We say we're training and equipping the Afghans to fight the Taliban - but are we? And are we showing them how to wage the war successfully, or how to screw it up?
An article in the May 30 New York Times by Dexter Filkins, "Taliban Push Afghan Police Out of Valley," offers a glimpse into the first question. How were the Taliban able to push out the Afghan police? The Afghan police ran out of ammo. Ran out of ammo! Doesn't sound as though we've equipped them quite well enough. And there have been many other accounts of the shortcomings of the equipment the U.S. is supplying to the Afghans - old rifles, outdated ammo. We're not giving them the good stuff, so they can't match the firepower of the better-equipped Taliban, who seem to have an endless supply of Kalashnikovs, the world standard foot-soldier weapon. The Afghan soldiers and police can see what the U.S. and NATO forces are using in the field, and must be wondering why they, the Afghans, are not similarly equipped.
Then we have strategy and tactics to consider. An opinion piece in the Wall Street Journal by Ann Marlowe, a visiting fellow at the Hudson Institute who has survived six embeds with U.S. troops in Afghanistan, offers a fascinating slice of insight into the way the counterinsurgency is being conducted. She quotes West Point military history prof Colonel Gian Gentile as saying that the U.S. military and Afghan president Hamid Karzai are both employing "a strategy of tactics" - meaning that they are making it up as they go along, at ground level. General David Petraeus's much ballyhooed Counterinsurgency Field Manual calls for small military units to embed with local populations, protecting them while helping build a sound local infrastructure and healthy economy. Problem is, Ms. Marlowe observes, is that early successes of this strategy die quickly, and one of the main reasons is the failure of the Karzai government. Counterinsurgency, she writes, "...tells you how to persuade the population to embrace a good government, but it can't make a government acceptable to the people." The Karzai government's acceptability has diminished sharply over the past several years. Provincial and local governments have little faith that Kabul will help in a pinch.

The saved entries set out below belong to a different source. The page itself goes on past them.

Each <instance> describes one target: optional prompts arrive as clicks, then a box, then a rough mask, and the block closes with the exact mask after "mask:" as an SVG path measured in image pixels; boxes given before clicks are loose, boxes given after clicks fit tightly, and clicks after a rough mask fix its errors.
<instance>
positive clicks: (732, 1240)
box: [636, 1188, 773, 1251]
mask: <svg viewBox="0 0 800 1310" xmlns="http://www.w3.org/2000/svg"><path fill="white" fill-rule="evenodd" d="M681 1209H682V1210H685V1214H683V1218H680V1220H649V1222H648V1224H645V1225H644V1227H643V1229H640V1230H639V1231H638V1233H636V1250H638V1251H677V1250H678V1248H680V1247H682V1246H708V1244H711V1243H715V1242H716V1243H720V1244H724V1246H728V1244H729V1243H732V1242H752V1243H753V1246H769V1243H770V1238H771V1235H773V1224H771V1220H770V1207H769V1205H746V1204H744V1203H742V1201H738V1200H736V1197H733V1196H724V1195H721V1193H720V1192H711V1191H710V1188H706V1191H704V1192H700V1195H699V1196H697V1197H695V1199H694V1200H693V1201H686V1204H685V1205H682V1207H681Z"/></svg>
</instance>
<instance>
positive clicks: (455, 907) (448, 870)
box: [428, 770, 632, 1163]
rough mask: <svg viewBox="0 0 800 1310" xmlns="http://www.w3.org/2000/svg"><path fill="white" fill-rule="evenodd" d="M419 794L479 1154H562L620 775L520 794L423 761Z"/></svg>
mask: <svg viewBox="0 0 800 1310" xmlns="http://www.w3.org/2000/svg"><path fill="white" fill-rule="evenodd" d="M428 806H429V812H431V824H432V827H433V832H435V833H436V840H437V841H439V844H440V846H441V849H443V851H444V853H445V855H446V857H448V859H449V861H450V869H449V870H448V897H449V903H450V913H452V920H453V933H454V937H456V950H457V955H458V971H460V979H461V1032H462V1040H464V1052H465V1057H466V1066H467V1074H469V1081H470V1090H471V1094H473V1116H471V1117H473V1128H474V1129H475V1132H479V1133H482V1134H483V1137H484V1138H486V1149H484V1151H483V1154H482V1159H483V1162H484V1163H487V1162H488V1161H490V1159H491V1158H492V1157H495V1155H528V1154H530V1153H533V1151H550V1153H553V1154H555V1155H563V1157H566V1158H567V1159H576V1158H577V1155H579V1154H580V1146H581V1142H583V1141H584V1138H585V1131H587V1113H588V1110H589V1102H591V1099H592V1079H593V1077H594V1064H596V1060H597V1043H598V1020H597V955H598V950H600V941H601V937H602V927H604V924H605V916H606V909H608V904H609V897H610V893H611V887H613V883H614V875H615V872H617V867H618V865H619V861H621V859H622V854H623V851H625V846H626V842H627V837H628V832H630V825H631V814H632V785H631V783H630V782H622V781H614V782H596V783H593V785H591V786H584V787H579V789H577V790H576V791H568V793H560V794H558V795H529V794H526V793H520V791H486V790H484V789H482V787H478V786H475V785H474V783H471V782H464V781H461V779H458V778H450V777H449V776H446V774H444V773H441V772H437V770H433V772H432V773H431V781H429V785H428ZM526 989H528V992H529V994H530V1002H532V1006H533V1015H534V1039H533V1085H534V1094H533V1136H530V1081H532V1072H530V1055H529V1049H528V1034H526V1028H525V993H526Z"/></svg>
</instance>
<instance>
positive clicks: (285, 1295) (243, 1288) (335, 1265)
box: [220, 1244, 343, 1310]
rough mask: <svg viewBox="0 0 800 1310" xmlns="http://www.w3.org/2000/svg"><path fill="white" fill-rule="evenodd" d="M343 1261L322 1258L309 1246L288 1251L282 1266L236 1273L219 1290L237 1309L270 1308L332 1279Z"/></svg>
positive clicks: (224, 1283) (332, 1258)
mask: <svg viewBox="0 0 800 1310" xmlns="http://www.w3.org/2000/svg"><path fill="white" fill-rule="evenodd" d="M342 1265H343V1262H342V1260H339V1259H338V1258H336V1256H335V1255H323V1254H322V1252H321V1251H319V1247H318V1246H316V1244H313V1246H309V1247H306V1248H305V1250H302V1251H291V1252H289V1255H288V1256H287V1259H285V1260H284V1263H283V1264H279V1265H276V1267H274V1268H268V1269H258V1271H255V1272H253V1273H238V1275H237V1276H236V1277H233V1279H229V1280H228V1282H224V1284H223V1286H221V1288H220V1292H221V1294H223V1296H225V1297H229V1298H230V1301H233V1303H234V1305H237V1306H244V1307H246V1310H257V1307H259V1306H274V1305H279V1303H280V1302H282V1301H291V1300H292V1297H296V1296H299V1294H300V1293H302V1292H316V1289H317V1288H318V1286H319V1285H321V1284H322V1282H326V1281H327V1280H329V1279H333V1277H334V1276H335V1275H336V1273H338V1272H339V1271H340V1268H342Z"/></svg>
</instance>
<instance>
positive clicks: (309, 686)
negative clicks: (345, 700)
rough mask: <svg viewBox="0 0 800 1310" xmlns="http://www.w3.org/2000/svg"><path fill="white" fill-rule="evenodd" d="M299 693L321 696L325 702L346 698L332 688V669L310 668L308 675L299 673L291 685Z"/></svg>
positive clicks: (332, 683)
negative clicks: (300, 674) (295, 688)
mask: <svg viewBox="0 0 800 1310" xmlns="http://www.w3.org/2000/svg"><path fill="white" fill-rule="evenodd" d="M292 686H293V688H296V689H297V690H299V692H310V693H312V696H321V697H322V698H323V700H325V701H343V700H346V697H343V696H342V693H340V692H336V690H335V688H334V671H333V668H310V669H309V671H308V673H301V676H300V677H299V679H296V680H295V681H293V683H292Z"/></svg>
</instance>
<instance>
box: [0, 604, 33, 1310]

Still on the question of tactics, consider the drone strikes. As reported in the May 29 New York Times, in February Predator drone operators, sitting at computer monitors in Nevada, spotted a three-vehicle convoy, a pickup truck and two SUVs, and tracked it for over three hours, apparently without noticing that there were women and children in the vehicles. A few miles away, an American special ops team was tracking a group of insurgents. The little convoy was headed roughly in their direction, and the drone operators, non-combat soldiers playing what is essentially a video game thousands of miles from the action, seemed to believe that the vehicles held reinforcements for the insurgents. The drone operators ignored the warnings of other intelligence analysts who were watching the live video from the drone that there were children in the vehicles, and called for an air strike. Hellfire missiles fired from a helicopter destroyed all three vehicles and killed twenty-three people - women, children, and innocent civilian men. An investigation found the drone operators "inaccurate and unprofessional." That doesn't begin to cover it.
Other Predator drones, operated by the CIA, are targeting Taliban and al Qaeda leaders in Pakistan. Their strikes, too, often cause "collateral damage" - the deaths of innocents - and also damage to Pakistan's government for allowing foreign forces to operate in its sovereign territory.
Tactics we see. Strategy we don't see. Nor do we see a way out, or forward.